Documentation
¶
Index ¶
- type CrawlURL
- type Frontier
- func (f *Frontier) Add(crawlURL CrawlURL) bool
- func (f *Frontier) Close()
- func (f *Frontier) Delay() time.Duration
- func (f *Frontier) Len() int
- func (f *Frontier) MarkSeen(url string)
- func (f *Frontier) Next() *CrawlURL
- func (f *Frontier) SeenCount() int
- func (f *Frontier) SetDelay(delay time.Duration)
- type HostQueue
- type URLDb
Constants ¶
This section is empty.
Variables ¶
This section is empty.
Functions ¶
This section is empty.
Types ¶
type CrawlURL ¶
type CrawlURL struct {
URL string
Priority int // lower = higher priority
Depth int
FoundOn string
Attempt int // retry attempt number (0 = first try)
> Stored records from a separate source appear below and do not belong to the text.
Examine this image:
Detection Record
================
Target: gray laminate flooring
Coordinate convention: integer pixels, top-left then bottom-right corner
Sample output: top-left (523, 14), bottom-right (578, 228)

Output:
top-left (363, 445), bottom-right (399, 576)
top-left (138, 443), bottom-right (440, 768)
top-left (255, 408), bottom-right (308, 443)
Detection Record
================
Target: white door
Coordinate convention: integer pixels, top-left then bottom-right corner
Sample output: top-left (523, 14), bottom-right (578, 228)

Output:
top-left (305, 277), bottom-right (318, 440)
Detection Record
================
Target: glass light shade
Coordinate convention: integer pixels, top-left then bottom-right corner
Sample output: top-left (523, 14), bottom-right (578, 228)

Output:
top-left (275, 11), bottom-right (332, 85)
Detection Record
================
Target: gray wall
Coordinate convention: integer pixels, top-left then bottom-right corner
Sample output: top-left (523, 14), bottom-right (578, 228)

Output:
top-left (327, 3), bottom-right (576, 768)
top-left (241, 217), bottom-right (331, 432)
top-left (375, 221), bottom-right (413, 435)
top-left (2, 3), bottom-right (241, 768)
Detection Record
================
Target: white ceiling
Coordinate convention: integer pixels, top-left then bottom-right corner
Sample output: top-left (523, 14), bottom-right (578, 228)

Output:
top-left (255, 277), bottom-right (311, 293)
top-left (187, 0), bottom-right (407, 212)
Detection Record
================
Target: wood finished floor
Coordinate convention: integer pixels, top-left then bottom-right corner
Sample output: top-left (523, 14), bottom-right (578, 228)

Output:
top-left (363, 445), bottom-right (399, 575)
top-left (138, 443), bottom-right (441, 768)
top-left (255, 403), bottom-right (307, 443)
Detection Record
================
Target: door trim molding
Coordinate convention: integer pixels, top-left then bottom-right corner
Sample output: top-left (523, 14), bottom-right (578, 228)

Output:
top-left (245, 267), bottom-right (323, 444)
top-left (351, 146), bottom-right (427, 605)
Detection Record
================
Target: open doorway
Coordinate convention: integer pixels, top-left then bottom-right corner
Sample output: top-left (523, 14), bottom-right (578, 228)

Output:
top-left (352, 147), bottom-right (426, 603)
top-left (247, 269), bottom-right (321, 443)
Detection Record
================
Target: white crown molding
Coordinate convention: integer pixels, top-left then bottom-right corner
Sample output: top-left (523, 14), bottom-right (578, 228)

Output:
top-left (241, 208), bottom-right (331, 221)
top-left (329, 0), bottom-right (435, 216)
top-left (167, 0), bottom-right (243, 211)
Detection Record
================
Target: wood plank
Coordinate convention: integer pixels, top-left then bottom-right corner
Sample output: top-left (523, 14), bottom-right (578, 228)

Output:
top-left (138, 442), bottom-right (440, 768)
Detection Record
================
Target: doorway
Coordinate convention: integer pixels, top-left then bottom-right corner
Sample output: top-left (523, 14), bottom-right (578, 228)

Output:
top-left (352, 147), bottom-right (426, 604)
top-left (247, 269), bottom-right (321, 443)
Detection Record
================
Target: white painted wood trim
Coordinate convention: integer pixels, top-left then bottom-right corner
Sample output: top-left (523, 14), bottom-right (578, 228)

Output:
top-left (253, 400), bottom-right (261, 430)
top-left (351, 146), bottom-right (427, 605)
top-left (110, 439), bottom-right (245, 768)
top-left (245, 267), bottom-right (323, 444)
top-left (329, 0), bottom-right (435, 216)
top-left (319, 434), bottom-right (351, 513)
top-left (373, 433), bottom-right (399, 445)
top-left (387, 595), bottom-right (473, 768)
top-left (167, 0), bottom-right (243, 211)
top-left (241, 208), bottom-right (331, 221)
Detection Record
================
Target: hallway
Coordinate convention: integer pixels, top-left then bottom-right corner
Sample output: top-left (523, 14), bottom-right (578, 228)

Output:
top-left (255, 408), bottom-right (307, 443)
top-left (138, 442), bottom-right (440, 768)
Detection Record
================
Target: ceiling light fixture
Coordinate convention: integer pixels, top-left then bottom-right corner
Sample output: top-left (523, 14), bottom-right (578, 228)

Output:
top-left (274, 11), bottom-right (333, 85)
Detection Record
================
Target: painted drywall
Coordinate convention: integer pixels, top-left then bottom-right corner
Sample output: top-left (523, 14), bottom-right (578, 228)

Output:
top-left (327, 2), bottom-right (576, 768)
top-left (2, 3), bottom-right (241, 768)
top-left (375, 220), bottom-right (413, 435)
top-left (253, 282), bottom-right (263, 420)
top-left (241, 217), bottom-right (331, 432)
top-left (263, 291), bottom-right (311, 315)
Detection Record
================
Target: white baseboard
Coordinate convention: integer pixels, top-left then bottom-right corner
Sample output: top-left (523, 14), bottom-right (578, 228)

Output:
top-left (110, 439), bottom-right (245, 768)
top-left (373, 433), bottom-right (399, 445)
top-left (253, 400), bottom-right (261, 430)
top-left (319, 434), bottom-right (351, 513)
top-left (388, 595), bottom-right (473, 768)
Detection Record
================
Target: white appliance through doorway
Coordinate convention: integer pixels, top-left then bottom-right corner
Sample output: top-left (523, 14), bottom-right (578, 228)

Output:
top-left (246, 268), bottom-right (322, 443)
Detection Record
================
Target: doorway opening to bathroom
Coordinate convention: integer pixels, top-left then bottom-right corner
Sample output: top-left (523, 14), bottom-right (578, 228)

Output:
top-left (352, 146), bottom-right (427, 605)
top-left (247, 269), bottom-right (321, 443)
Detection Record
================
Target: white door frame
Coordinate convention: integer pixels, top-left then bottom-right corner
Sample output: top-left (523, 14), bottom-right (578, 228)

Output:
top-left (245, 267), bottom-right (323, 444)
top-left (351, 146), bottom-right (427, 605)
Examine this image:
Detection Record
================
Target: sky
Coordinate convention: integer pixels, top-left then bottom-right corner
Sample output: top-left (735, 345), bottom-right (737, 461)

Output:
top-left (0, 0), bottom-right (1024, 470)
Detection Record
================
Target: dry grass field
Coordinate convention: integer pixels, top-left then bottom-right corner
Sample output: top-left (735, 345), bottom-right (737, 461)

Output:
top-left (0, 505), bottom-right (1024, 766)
// contains filtered or unexported fields
}
CrawlURL represents a URL to be crawled with priority and metadata.
type Frontier ¶
type Frontier struct {
// contains filtered or unexported fields
}
Frontier manages the URL queue with priority, dedup, and per-host politeness.
func (*Frontier) Add ¶
Add adds a URL to the frontier if it hasn't been seen before. Returns true if the URL was added. Even if already seen, updates the minimum depth tracking so that dequeued URLs get their true shortest-path depth.
func (*Frontier) Close ¶
func (f *Frontier) Close()
Close closes the frontier, preventing new URLs from being added.
func (*Frontier) MarkSeen ¶
MarkSeen adds a URL to the dedup database without adding it to the queue.
func (*Frontier) Next ¶
Next returns the next URL that is ready to be fetched (respecting per-host delay). Returns nil if no URL is ready or the frontier is empty.
type HostQueue ¶
type HostQueue struct {
// contains filtered or unexported fields
}
HostQueue manages per-host politeness delays.
func NewHostQueue ¶
NewHostQueue creates a new HostQueue with the given default delay.
func (*HostQueue) CanFetch ¶
CanFetch returns true if enough time has passed since the last fetch to this host.
func (*HostQueue) RecordFetch ¶
RecordFetch records that a fetch was made to this host.